Version 0 of A Case for Accessor Functions

Updated 2004-05-08 11:56:42

Philip Quaife 8 May 2004.

In musing over A Case for Metaprogramming and Dictionaries as arrays I have had some new thoughts on a concept that advances the unification of arrays lists and others by way of the $ notation.

Introduction We access variables using the set command. We also use $ as an alias for set (but with slightly different parsing rules for the variable name).

When it comes to to acessing parts of a variables value we resort to functions specific for the type of data that the variable contains.

  ie lindex - for lists , string range - for strings.

Each data type has a plethora of associated functions for manipulating a datum.

The following is a conceptual change to the handling of a tclObjType that allows a more uniform acessor method.

The acessor model is usually found in OO languages where all object properties are hidden and can only be read/written through object methods. Usually all objects support the same getter and setter method names for consistence.

In TCL we only expose a "string" as our public property. This allows us to use other representations for optimizations when strings are not the most appropriate format without affecting code that uses our object types. We see this in mathmatical expressions for example.

Take the following:

   interp alias {} get {} set
   set x Hello
   set x -> Hello
   get x -> Hello

We see that the semantics of get/set are not disimilar. While in TCL we use the duality of set for both operations, consider for the moment that we use the get/set model. We also implement this by way of extending the internal tclObjType handler to have pointers for getter/setter functions.

Now take the following:

   command $var
   command $var(key)

These can be interpreted as:

   command [get var] is the same as [set var]
   command [get var key]

The meaning of:

    $var(key)

currently is: get the variable from the hash var that has the key key and return it's tclObj datum.

The new meaning would be: call the tclObjType accessor function for the variable var requesting the part key .

When a varible has a type of assocArray (new obj type) then the key would refer to an entry in an attached associative array whose value is a tcl variable structure.

Note there is no inherent meaning of the interpretation of key. Each tclObjType will use key as appropriate.

Some subsequent examples will clarify this.

Now we see why we cannot use the duality of set for both read and write. We now have extended the get proc to have a second argument that we will apply the notation of:

   part

We think of the value within the parentheses as a request for part of the whole. Such as with an array, we request one of the elements not all of them.

By definition when there is no parentheses then we are requesting the whole of the datum.

The raison d'etre for this change in interpretation of the notation: $var(index), Is to allow a common syntax regardless of internal representation, as well as extensibility.

Rather than limiting the notation to arrays we are free to apply the notation to any tclObjType.

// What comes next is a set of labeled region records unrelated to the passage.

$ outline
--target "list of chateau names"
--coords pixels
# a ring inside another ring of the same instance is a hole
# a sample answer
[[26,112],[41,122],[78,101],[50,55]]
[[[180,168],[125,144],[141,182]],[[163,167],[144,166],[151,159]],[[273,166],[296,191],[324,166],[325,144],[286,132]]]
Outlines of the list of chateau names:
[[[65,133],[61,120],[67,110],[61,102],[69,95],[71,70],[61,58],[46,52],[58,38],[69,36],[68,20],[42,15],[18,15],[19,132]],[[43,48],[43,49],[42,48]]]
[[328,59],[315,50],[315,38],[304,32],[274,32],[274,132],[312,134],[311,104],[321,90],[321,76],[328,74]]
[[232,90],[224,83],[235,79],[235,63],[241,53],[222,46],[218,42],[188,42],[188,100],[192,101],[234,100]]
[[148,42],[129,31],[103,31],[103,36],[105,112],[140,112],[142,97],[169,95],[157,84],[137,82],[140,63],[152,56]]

Note we will also have to change the implimentation of set to call the setter method of the tylObjType for the variable when given a variable notation of: var(key). In all likelyhood we would change set to set var part value notation.

Benefits

  1. Unified syntax.
  2. Extensibility.
  3. less obfusacation of the meaning of the statements.

Contradictions

  1. The main problem in the implementation of this construct is that associative arrays are a cludge that has never been

reworked when objifying tcl variables.

  1. A associative array is an abstract quantity, so how do you call setter/getter functions when you don't know the type of data associated with the variable until you have accessed it?
  2. Performance. While a reference to a scalar will degenerate to a call to set which will be byte coded out of existance, and an array reference will turn into a cached hash lookup, commands such as lindex and string range will not be able to be bytecoded when called as accessors through the $ notation (due to run type type determination).

Pause and Think Nothing stated above requires any change in syntax or causes any incompatibility with the current handling of associative arrays. The above is not an attempt to replace list handling functions or string handling functions.

Nor is the above a switch in methodologies to an Object based notation. In fact the use of get/set is consistant with the current use of a common function regardless of type.

What it does, is for those people that want it, provide a more concise way of slicing up a variables data.

For associative arrays, there is no change conceptually to how these retrieve and store data. There is a huge change in the core code that implements arrays and most likely any code that makes reference to associative arrays. One hopes that the advent of the dict tclObjType for tcl 8.5 and associated changes to arrays will making this change a practical proposition.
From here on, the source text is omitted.